La comprensione sempre migliore dei rapporti patogenetici del carcinoma a cellule renali ha contribuito allo sviluppo di nuovi farmaci. Questi interferiscono in modo specifico con le vie di segnalazione di VEGF, PDGF e mTOR. Negli ultimi anni, sono state sviluppate anche terapie che indirizzano il sistema immunitario a combattere i tumori. A che punto siamo con il mRCC oggi? Cosa dicono le attuali linee guida?
Il carcinoma a cellule renali è relativamente raro in Svizzera, con un’incidenza di circa 950 casi e l’1,8% dei decessi per cancro all’anno. Gli uomini sono colpiti molto più spesso delle donne (67,9% contro 32,1%) e circa un terzo dei pazienti presenta già metastasi locali o a distanza al momento della diagnosi [1]. In circa il 25% dei pazienti con malattia localizzata, si verificano metastasi a distanza dopo una nefrectomia con finalità curativa [2].

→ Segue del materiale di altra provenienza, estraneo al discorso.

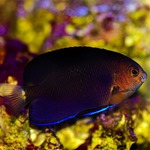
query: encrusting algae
[0,92,150,150]
[0,38,150,150]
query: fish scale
[0,46,147,127]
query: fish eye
[129,67,139,77]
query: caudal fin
[0,83,26,116]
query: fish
[0,46,147,127]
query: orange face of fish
[109,62,147,104]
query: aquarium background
[0,0,150,150]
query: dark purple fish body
[23,47,146,126]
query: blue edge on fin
[30,104,117,127]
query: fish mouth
[140,72,147,83]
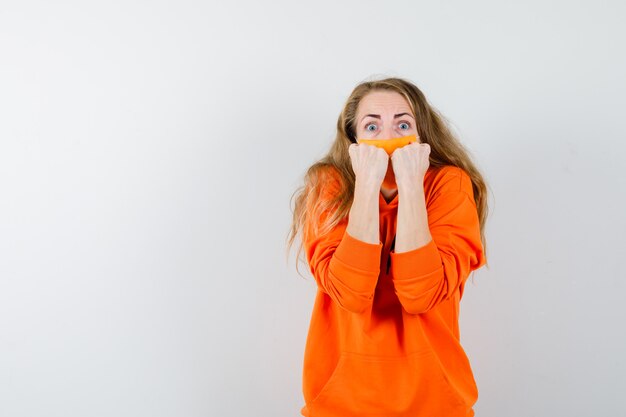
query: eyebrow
[361,113,414,121]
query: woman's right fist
[348,143,389,187]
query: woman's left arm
[390,158,485,314]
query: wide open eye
[365,123,376,132]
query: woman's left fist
[391,142,430,187]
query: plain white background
[0,0,626,417]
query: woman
[288,78,487,417]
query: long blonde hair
[287,77,488,273]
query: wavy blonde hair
[286,77,488,273]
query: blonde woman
[288,78,487,417]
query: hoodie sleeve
[303,171,383,313]
[390,167,485,314]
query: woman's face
[356,91,419,141]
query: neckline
[378,190,399,209]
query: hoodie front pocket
[308,350,466,417]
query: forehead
[357,91,412,114]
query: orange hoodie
[300,166,485,417]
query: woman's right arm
[346,177,380,244]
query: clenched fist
[391,142,430,187]
[348,143,389,188]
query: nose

Tra i numerosi sottotipi, il carcinoma renale a cellule chiare è il più comune, rappresentando il 70-75% dei casi, ed è associato all’inattivazione dei geni Von Hippel-Lindau (VHL), con conseguente aumento dell’attività del fattore indotto dall’ipossia (HIF) e, in ultima analisi, alla sovraespressione del fattore di crescita endoteliale vascolare (VEGF) e del fattore di crescita derivato dalle piastrine (PDGF) [3,4]. L’attività di HIF può anche essere potenziata dalla via di segnalazione Mammalian Target of Rapamycin (mTOR) [5]. La comprensione di queste relazioni ha contribuito in modo significativo allo sviluppo di nuovi farmaci che interferiscono in modo specifico con le vie di segnalazione di VEGF, PDGF e mTOR (Fig. 1).
Negli ultimi anni, sono state sviluppate anche terapie che indirizzano il sistema immunitario a combattere il tumore. L’espressione di CTLA-4 e PD-1 da parte delle cellule T attivate porta a una riduzione dell’attività delle cellule T in diverse fasi della risposta immunitaria. L’anticorpo monoclonale anti-CTLA-4 (mAB) ipilimumab e il mAB anti-PD-1 nivolumab contribuiscono a indurre un’efficace risposta antitumorale delle cellule T bloccando questi recettori di checkpoint [6].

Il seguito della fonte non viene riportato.